Can you clarify whether the all-time high is the maximum closing value or the maximum intra-day value?

bought Ṁ10 YES

@dfish maximum intra day

@Magnify This does add small (though likely irrelevant) complications, as intra-day highs in turn depend on how finely divided the time series is i.e. how narrow the candles get. Currently, the intra-day high for the SP500 on Oct 24 can read 6807.11 or 6806.85 or 6804.88, as broader and broader candles are used.

@BorisBartlog ah I was kind of just going to look at apple stocks and see what it displayed “high” as, because that discounts aftermarket trading which is my intention. Generally I find that since it’s not the most volatile thing in the world it wouldn’t fluctuate so severely

@BorisBartlog it's 6807.11 at any granularity of candles. The broader candles include all the data within the thinner ones, so the highest wick is still tracked. BTW, I'm pretty sure "all-time high" always means intraday high, as opposed to "all-time closing high".

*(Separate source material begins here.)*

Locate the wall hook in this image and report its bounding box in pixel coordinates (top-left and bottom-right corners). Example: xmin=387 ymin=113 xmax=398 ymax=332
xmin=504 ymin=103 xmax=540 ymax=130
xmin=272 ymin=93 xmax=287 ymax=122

@deagol Well, in principle it should be. Nonetheless there are certainly plenty of display options for this data that will happily show you different values for the high depending on the timeframe(s) you select.

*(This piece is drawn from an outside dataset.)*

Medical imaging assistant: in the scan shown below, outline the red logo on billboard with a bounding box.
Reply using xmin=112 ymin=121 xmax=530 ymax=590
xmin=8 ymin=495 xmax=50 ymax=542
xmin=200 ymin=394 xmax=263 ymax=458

@BorisBartlog what's your data source? i've never seen candles using anything other than OHLC data. I use TradingView but all others I've checked report the 52w-high as the same all-time intraday high.

Google Finance

Yahoo! Finance

CNBC

MarketWatch

TradingView

1min candles

15min candles

1h candles

1d candles

1w candles

@deagol Here's an example (this chart is the first thing that comes up if you look for SP500 on DuckDuckGo):

In fairness, it does get the 52wk high right ... but somehow doesn't manage to do the same thing for the claimed intraperiod high.
Anyway, your plethora of examples convinces me that this isn't a general problem, just some weird issue with the particular source I was looking at.

@BorisBartlog well, of course you won't get the highs on a line chart, it's only made of the closing data, not open-high-low-close (OHLC). To see the highs you must select candles or bars for the chart type.

@BorisBartlog Real growth happens when you follow proven advice. Thanks to Mrs. Lemanda Gulch’s trading system, I’ve made more than $280K in six months. Contact her via Telegram (@Lemandagulch).

@Magnify 100% truth no bot

@Magnify you can go try her out

@Magnify does "within 1%" mean:

A: close > 0.99*ATH, or

B: 1.01*close > ATH

it's less than a point of difference, but worth clarifying just in case. thanks!